Rembrandt se confronte à l’irrationnel par l’indéfinition des lieux et de l’origine de la lumière.

Par sa mise en scène constante des regards, des mains et de la lumière, il propose une synthèse positive, autour de l’acte ;

Il définit ainsi, une nouvelle densité, une nouvelle manière d’être peintre.

 

 

 



[1] Lettres de l’Aretin, éd. Scala. p. 443

[2] Cité par Pnofsky, Idea, ed Tel Gallimard, p. 99

[3] idem.

[4] Louis Marin, Détruire la peinture, éd. Galilée.

[5] Idem, p.66.

[6] Michel Serres, les origines de la géométrie. Ed : Champs -Flammarion, 1995

[7] E. Panofsky, Galilée critique d’art. Suivi de  Attitude esthétique et pensée scientifique par A. Koyré. Ed : Les Impressions nouvelles. 1992..

[8] Idem, p.73

[9] Le tableau : la manne ;

[10] L. Marin, op.cit ; p.56

[11] idem

[12] Charles Lebrun, conférence sur la manne, 1667,  cité par L. Marin, op.cit. p.56

[13] Voir article : Vélasquez et la bipolarité

[14] Vélasquez se rend en Italie en 1629 (2 ans avant le début du procès de Galilée) et en 1649.( 7 ans après la mort de Galilée).

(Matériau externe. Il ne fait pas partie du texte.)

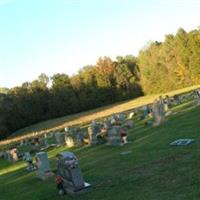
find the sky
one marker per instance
(62, 36)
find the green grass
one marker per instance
(153, 170)
(85, 117)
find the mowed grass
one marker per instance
(88, 116)
(152, 170)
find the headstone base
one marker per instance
(44, 176)
(73, 191)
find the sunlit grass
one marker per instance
(152, 170)
(85, 117)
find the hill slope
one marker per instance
(153, 170)
(85, 117)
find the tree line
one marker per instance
(160, 67)
(49, 97)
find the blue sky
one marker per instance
(51, 37)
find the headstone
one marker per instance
(129, 124)
(131, 115)
(114, 137)
(43, 168)
(30, 166)
(182, 142)
(69, 137)
(121, 117)
(80, 138)
(60, 138)
(158, 112)
(92, 132)
(69, 174)
(12, 155)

[15] Voir H. Damisch, Foucault et tous les textes relatifs à cette œuvre.

[16] L. Marin, op.cit.

[17] Descartes, 2ème méditation . Entretien avec Burman, éd. J-M Beyssade, Paris, PUF

[18] Cité par Alexandre Koyré,  Du monde clos à l’univers infini,  éd. Tel, Gallimard.

[19] L. Marin, op.cit.

[20] J. Kepler, Opera omnia, cité par A. Koyré, op.cit. p. 86

[21] idem

[22] Baglione, cité par marin, op.cit. p. 16

[23] Bellori, cité par marin, op.cit. p. 15

[24] Roger de Piles, Cours de peinture par principes, éd. Gallimard, 1989.

[25] E. Mâle, l’art religieux après le concile de Trente.   Ed. Armand Colin, 1932

[26] E. Mâle, op.cit.p.90

[27] J. Kepler, cité par A. Koyré, op.cit.p.84

[28] B. Pascal, misère de l’homme sans dieu, P.19

[29] Cité par L. Marin, détruire la peinture, op.cit.

[30] Cité par Koyré, op.cit.p. 67

[31] Voir l’article, sur ce même site.

[32]Marcellus Palingenus (1500-1543) le Zodiaque de la vie,  1534,  Venise

[33] A. Koyré, op.cit.p.164

[34] Il y a de fait un point de fuite, dit zénithal, qui permet les trompes l’œil architecturaux, mais qui se perd dans les cieux.